There is a risk of transmitting HIV from a pregnant mother to the fetus or newborn either during pregnancy, during delivery, or by breast feeding. Optimal interventions, including ART, cesarean section, and formula feeding, have reduced the rate of mother-to-child transmission of HIV-1 from about 25% to 1% to 2% in developed nations. In developing countries, where ART may be unavailable and avoidance of breast-feeding is not an option, the overall risk of transmission at 18 to 24 months of age is as high as 15% to 25%. Of the estimated 700,000 children who were infected with HIV in 2003, about 315,000 were infected through breast-feeding (46).

Occupational risk to healthcare workers also exists, mainly through accidental needlestick or mucosal splash with contaminated blood. As of 2007, there were 57 documented cases of HIV seroconversion secondary to occupational exposure within the US (47). The risk for the occupational transmission of HIV varies based on the type and severity of the exposure. The average risk of HIV transmission among healthcare personnel is estimated to be 0.3% after a needlestick and 0.09% after mucous membrane exposure (48).

HIV Testing
Early HIV screening and detection are imperative for the long-term survival of patients with the virus and prevention of further transmission to sexual or injectable drug-sharing partners. In 1987, the United States Public Health Service issued guidelines which made HIV testing and counseling a primary prevention strategy for patients who were identified as practicing high-risk behaviors. Based on the 2006 HIV testing recommendations from the CDC, all patients in healthcare settings (regardless of risk factors) should be notified and then screened for HIV unless they decline testing (49). This approach to HIV testing is referred to as "opt-out screening." Routine screening for HIV is a crucial public health tool needed to identify the virus so that treatment can be offered before symptom development and also to reduce the likelihood of continued virus transmission.

The US Food and Drug Administration (FDA) has approved enzyme-linked immunoassay screening blood tests to be used by blood banks to detect antibody to both HIV-1 and HIV-2. A recent study was done to determine the ability of several FDA-licensed assays to detect anti-HIV in 240 human plasma specimens collected from two urban blood centers in Cameroon, where HIV genetic diversity and recombinant HIV strains are highly prevalent. The results indicated that the assays had high sensitivity for detection of emerging genetic variants (50). There are currently four rapid HIV tests that have been approved by the FDA. Two of these rapid HIV tests (OraQuick and Multispot) are able to screen for both HIV-1 and HIV-2, whereas the other two tests (Reveal and Uni-Gold Recombigen) only screen for HIV-1 (51). Currently, none of the rapid tests are available over-the-counter.

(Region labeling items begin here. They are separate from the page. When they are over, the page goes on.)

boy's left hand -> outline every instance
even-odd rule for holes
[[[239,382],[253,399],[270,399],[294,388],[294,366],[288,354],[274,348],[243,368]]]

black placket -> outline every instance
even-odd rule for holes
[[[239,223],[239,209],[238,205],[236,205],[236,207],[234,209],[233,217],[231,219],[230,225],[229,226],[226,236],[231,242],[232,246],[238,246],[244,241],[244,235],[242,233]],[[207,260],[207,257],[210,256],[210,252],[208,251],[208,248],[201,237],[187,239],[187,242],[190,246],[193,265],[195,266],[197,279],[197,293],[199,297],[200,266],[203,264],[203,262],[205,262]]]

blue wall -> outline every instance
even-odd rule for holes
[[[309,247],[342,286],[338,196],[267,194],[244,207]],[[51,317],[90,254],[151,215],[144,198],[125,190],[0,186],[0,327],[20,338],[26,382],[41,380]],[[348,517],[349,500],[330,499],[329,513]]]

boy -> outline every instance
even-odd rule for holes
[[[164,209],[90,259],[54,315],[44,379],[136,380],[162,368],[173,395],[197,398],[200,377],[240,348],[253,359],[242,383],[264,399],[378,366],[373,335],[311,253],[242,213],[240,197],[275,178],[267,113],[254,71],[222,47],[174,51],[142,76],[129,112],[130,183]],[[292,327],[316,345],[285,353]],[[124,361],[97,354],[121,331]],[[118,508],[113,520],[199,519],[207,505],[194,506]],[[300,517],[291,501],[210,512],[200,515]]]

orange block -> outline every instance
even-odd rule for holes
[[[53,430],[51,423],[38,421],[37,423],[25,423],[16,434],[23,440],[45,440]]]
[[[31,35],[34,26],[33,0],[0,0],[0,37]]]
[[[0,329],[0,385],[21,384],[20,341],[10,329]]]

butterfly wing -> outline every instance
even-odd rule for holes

Antiretroviral Therapies (ART)
There are currently 20 antiretroviral drugs that have been approved for use in the treatment of HIV (52). There are presently six classes of ART available that interrupt viral replication: a) nucleoside/nucleotide reverse transcriptase inhibitors, b) nonnucleoside reverse transcriptase inhibitors, c) protease inhibitors, d) fusion inhibitors, e) CCR5 antagonists, and f) integrase inhibitors (52). Each of these classes of drugs affects the HIV virus at a different stage in its life cycle. Current treatment consists of highly active antiretroviral therapy (HAART), that is, at least three drugs belonging to two classes of antiretroviral agents.

The decision of when to begin ART should be made on an individual basis. For those individuals whose CD4⁺ count and clinical health assessment do not indicate a high risk of disease progression, initiating treatment may cause more harm than good because of the clinically significant rate of toxicities and side effects. A recent review of drug-induced side effects has been published (53). Side effects include immune reconstitution inflammatory syndrome, which results from the rebound in immune responses to a variety of occult infections and includes high fever, abdominal pain, and inflammatory masses. A fulminate flair of hepatitis B virus infection may occur as well as severe hypersensitivity drug reactions, cardiovascular complications, and exacerbation of underlying liver disease. An example of a common side effect is the development of lipodystrophy syndrome, characterized by fat redistribution dominated by peripheral fat loss and complex metabolic alterations including dyslipidemia and insulin resistance (54). According to current recommendations from the Panel on Antiretroviral Guidelines for Adults and Adolescents from the Department of Health and Human Services, patients who have not previously been treated (naïve patients) may be treated if their CD4⁺ count falls <350 cells/mm³ (52). Patients should be treated if they present with an AIDS-defining illness, or if the CD4⁺ count is <200/mm³ because they are at a greater risk of developing complications due to HIV infection. Treatment should be started with pregnant women, people with HIV-associated nephropathy, and with individuals coinfected with hepatitis B regardless of their CD4⁺ count. In the US, it is now standard care to ask every pregnant woman to be HIV tested early in the pregnancy (52). Adherence is a key issue as multidrug resistance is a very real challenge. Psychosocial factors, which may create a barrier to patient adherence, should be addressed before the initiation of treatment (55).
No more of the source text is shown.